Of the initial steps, the announcement that has ignited the most appetite among residents is the news of Pizzeria Paradiso. After all, when a restaurant has locations in Georgetown, Old Town Alexandria and Dupont Circle the fourth location has historically been more likely to be Bethesda than Hyattsville. The owner of Pizzeria Paradiso, however, Ruth Gresser, is the partner of Art Works executive director Barbara Johnson, as well as a longtime supporter of the arts.
While the initial plan had been for a coffee shop in the new location, which formerly housed Marche florist, as time passed Gresser came to believe the spot was well-suited for one of her restaurants. “She wasn’t actually looking for a new location,” notes Johnson, “but it seems like the right next step for both of us.” Johnson adds that this takes Pizzeria Paradiso back to its roots as a neighborhood restaurant, which first opened its Dupont Circle location on the second floor of a townhouse in 1991.
The restaurant will be in the northeast corner of the building, opposite the greenhouse. The greenhouse, well, that will be the greenhouse where children in the after-school program can grow and harvest vegetables. Johnson describes it as the hub of the program, which was slated to open in the fall of 2014. It will in Johnson’s terms include, “homework, growing, drawing, sculpting, cooking and eating.” In theory, the children will be interested in tasting food they have helped grow.

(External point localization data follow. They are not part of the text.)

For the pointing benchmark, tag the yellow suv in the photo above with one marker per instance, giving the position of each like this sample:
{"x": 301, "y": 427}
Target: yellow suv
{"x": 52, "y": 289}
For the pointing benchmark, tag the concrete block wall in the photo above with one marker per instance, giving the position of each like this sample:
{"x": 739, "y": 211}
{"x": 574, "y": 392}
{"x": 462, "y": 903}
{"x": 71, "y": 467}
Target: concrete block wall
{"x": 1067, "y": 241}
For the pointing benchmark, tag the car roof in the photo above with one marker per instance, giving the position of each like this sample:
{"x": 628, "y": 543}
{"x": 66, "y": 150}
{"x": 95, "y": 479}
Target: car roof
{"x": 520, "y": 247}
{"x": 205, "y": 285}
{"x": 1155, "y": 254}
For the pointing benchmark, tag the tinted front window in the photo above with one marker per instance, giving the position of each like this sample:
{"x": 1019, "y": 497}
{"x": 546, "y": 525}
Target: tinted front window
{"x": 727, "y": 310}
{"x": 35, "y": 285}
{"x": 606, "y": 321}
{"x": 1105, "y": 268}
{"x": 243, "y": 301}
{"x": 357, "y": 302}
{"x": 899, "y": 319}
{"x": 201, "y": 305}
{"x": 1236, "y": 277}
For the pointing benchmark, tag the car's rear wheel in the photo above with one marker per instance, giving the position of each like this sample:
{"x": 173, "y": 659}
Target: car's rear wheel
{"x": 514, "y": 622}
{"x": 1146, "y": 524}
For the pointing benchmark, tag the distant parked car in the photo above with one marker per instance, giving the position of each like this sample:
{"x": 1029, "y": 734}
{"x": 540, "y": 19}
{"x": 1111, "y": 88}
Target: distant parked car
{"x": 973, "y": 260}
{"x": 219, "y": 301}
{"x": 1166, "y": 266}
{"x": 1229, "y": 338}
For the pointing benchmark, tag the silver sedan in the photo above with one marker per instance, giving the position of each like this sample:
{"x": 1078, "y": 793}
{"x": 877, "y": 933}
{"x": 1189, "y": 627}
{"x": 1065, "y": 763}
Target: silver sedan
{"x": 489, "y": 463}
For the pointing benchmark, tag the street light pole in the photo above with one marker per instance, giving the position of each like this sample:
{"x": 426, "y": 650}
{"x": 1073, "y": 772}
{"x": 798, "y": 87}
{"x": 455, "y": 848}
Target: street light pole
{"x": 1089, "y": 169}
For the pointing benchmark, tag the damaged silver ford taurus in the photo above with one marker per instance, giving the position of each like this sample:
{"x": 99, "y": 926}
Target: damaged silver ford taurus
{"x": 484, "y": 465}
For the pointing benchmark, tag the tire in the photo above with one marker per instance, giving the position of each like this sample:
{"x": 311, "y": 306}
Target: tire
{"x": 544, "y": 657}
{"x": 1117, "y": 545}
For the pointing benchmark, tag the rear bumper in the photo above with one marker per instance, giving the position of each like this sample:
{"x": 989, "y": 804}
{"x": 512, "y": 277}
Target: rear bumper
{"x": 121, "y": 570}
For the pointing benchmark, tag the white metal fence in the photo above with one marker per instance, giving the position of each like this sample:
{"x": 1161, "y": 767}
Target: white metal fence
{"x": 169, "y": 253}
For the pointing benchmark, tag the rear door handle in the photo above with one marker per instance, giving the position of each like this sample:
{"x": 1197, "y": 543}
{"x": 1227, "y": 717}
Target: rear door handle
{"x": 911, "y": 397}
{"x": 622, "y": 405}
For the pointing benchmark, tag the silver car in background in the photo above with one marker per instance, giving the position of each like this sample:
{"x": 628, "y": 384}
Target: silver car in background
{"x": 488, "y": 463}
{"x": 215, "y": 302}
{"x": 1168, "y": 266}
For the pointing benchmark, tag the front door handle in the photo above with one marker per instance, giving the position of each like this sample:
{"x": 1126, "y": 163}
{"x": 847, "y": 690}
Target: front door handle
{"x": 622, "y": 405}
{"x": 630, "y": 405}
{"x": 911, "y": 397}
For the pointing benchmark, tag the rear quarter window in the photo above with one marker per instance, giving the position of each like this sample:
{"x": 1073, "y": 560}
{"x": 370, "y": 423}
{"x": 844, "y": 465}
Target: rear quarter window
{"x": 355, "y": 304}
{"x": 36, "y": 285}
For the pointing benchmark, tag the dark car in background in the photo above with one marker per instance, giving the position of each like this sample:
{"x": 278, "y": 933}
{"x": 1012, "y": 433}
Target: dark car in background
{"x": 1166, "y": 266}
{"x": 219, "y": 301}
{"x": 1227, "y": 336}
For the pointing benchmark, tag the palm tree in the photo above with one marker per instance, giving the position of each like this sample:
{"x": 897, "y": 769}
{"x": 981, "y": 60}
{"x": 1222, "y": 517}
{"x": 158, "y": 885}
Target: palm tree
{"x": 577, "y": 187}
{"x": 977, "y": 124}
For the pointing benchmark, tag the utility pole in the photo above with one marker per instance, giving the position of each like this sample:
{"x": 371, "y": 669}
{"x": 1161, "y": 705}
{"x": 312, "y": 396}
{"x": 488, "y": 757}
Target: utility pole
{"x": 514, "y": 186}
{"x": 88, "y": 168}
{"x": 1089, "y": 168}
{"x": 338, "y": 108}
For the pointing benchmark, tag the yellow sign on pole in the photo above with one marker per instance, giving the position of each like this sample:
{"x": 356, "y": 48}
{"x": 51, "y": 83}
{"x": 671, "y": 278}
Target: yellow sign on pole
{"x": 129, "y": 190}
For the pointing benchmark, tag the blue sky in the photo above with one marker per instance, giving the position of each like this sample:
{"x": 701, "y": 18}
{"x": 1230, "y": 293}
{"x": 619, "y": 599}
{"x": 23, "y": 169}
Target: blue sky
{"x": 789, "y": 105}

In addition to serving elementary school students, Johnson wants this to be a place where teenagers could gather. “We [as a society] don’t have the same options for those kids to be creative,” notes Johnson, who points to the success of Art Works’ teen summer camp.
The process of preparing the building will be a long one. There will need to be bureaucratic approvals for the aftercare program and the restaurant, with a raft of separate regulations covering each, all of which the architects are considering. For example, they’ve already decided that there should be separate entrances to the restaurant and the cultural arts center.

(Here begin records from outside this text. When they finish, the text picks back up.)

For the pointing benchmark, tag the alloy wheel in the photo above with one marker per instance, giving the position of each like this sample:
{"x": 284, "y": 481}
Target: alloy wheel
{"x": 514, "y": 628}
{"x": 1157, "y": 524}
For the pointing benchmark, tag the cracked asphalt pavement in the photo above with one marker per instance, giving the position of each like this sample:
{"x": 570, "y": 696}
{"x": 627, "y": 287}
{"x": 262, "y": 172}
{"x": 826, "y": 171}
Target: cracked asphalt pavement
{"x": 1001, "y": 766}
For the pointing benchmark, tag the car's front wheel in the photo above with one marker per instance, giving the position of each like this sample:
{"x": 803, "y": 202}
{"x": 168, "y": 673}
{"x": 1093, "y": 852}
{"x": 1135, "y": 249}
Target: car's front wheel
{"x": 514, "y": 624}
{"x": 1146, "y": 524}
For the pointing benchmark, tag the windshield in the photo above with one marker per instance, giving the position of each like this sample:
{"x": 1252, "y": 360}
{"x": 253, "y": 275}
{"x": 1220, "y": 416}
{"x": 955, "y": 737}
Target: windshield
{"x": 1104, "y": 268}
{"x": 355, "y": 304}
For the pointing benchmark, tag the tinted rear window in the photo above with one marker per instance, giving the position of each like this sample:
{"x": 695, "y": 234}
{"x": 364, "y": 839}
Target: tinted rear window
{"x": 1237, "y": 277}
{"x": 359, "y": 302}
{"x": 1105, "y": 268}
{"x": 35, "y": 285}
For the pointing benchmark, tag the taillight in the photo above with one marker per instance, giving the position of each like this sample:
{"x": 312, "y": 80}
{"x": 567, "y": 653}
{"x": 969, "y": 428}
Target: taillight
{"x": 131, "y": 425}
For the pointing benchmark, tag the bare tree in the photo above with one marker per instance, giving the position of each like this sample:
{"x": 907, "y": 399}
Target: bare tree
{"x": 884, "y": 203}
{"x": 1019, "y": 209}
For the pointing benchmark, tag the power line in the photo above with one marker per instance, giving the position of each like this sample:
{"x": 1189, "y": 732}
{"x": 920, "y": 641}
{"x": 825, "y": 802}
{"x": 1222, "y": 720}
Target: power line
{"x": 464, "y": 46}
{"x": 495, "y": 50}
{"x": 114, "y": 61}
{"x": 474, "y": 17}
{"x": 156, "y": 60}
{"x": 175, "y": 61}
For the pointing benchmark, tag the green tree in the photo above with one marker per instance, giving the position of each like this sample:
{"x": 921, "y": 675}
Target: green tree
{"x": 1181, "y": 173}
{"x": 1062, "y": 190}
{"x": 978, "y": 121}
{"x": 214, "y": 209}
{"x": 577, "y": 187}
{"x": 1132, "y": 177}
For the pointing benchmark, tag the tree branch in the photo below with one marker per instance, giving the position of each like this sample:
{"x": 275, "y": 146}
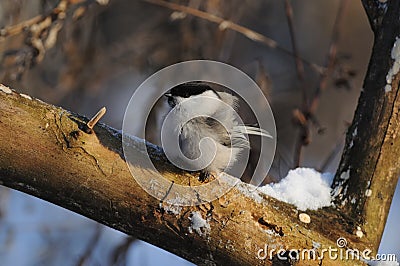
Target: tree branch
{"x": 43, "y": 152}
{"x": 370, "y": 165}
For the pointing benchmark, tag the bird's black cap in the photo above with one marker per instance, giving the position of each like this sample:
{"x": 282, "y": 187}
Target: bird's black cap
{"x": 188, "y": 89}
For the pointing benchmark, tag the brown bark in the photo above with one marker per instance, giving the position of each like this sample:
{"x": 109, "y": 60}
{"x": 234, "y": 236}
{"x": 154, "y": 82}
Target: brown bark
{"x": 43, "y": 152}
{"x": 370, "y": 165}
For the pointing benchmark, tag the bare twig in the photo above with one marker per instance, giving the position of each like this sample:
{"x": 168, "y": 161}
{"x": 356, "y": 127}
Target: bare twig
{"x": 92, "y": 122}
{"x": 227, "y": 24}
{"x": 308, "y": 113}
{"x": 118, "y": 256}
{"x": 91, "y": 245}
{"x": 299, "y": 63}
{"x": 331, "y": 57}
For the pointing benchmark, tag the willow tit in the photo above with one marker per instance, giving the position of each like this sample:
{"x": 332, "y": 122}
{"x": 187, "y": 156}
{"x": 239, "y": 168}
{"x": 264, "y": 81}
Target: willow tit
{"x": 216, "y": 122}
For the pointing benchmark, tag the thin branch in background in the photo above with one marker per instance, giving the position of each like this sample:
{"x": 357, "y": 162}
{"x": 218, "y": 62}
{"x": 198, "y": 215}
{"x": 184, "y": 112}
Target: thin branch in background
{"x": 41, "y": 34}
{"x": 91, "y": 245}
{"x": 299, "y": 63}
{"x": 227, "y": 24}
{"x": 118, "y": 256}
{"x": 308, "y": 113}
{"x": 331, "y": 56}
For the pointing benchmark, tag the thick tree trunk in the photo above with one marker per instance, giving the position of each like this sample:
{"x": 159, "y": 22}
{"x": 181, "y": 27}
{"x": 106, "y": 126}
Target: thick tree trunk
{"x": 370, "y": 165}
{"x": 43, "y": 152}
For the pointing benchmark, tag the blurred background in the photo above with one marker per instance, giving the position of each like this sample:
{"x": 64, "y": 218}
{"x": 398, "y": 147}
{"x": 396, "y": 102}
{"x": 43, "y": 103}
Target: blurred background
{"x": 309, "y": 59}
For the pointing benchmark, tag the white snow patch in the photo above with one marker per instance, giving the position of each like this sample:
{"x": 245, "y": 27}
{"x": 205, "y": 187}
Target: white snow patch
{"x": 197, "y": 223}
{"x": 5, "y": 89}
{"x": 25, "y": 96}
{"x": 305, "y": 188}
{"x": 395, "y": 54}
{"x": 250, "y": 191}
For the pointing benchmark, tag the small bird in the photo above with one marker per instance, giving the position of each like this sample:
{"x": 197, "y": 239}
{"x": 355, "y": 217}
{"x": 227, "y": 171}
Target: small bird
{"x": 217, "y": 120}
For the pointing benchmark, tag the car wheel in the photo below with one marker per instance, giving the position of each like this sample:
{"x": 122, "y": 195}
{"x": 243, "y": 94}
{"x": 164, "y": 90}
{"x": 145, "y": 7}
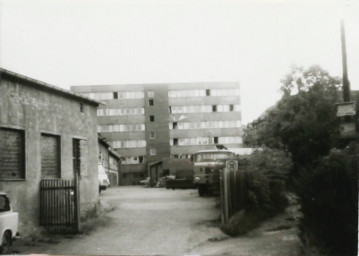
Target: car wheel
{"x": 5, "y": 243}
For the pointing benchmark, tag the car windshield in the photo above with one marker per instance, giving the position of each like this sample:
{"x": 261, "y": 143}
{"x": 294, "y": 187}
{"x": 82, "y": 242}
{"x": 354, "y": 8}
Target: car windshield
{"x": 210, "y": 156}
{"x": 4, "y": 203}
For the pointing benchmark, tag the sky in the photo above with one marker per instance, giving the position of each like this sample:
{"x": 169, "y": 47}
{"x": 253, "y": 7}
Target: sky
{"x": 91, "y": 42}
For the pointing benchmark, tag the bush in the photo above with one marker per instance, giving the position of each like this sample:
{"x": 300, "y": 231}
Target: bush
{"x": 264, "y": 186}
{"x": 329, "y": 201}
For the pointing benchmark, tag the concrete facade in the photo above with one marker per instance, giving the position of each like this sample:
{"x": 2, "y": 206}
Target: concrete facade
{"x": 37, "y": 109}
{"x": 164, "y": 121}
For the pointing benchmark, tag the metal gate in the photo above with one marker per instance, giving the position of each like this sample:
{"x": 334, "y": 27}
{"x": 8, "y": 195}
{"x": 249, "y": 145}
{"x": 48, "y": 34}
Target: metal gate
{"x": 59, "y": 205}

These transformations and visions will require funding, of course. This spring, the studio was awarded a $90,000 grant from the Community Development Block Grant (CDBG) for facade improvement.

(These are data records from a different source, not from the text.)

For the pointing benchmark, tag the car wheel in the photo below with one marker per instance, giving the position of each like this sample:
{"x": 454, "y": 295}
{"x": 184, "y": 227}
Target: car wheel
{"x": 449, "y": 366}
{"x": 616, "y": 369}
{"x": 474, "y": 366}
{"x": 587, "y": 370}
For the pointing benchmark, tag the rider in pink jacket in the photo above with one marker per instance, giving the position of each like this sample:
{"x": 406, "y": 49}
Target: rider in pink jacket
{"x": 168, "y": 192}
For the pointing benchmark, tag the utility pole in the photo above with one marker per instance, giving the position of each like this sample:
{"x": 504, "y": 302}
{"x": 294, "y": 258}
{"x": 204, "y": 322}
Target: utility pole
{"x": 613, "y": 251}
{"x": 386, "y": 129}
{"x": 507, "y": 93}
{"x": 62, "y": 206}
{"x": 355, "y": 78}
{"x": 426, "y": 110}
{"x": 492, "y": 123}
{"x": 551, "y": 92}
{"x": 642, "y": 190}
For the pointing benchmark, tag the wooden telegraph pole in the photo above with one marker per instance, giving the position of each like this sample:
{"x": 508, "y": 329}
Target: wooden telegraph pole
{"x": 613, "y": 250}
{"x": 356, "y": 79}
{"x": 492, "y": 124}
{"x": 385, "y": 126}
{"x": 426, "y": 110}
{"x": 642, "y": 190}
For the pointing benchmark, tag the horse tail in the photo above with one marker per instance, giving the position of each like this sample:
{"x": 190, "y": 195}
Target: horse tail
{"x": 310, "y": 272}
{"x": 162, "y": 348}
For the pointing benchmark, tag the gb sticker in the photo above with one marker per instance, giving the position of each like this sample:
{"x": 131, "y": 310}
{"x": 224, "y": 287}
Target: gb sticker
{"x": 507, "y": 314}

The federal money, awarded by the city, altered its internal limitations on the grant amount. Johnson says they made that decision when they “saw the intense amount of work needed to make that building a beautiful landmark.”
Work could begin as early as mid-July, contingent on approvals and the chain of paperwork involved with the grant. The grant has a matching component which will require the buyers to raise additional money as well.
On June 20, Johnson and Gresser, who have been together for 21 years, held a kickoff campaign $250 per plate Chef’s Dinner in their home. This was the second such event for Art Works in which chefs donate their time, talent and food to prepare a private meal for a gathering of supporters. Johnson notes that this is form of fundraising is ideal for new launches, since “it is very hard to get funding for new programs when you have nothing to show.”
Last year’s event raised $5,000 for At School After School, an arts program that began at Thomas Stone Elementary in Mount Rainier and expanded to Hyattsville Elementary and other local schools. Since that program has proven successful, it will be easier to seek funding through traditional grant sources, so it seemed appropriate to use the Chef’s Dinner for another launch.
After the crowd of had feasted on the antipasti course, the insalata course, the pasta course and carne course – all prepared by well-known chefs – and before the dolce course, Johnson spoke to the crowd. She shared inspiring stories of the lives of children who’d already experienced the program and about the vision for the new space.
“Our new facility will offer several studios where we now have just one,” she told the crowd. “We will have dedicated spaces for our toddler artists, our painters, sculptors, and digital artists along with a beautiful new gallery space for the exhibition of art by local artists and activists.” The event raised more than $20,000.
The theme has already been chosen for the next major fundraiser, tentatively scheduled for October 12 at the new location. The event will include music, food, and both a silent and a live auction. The theme: construction.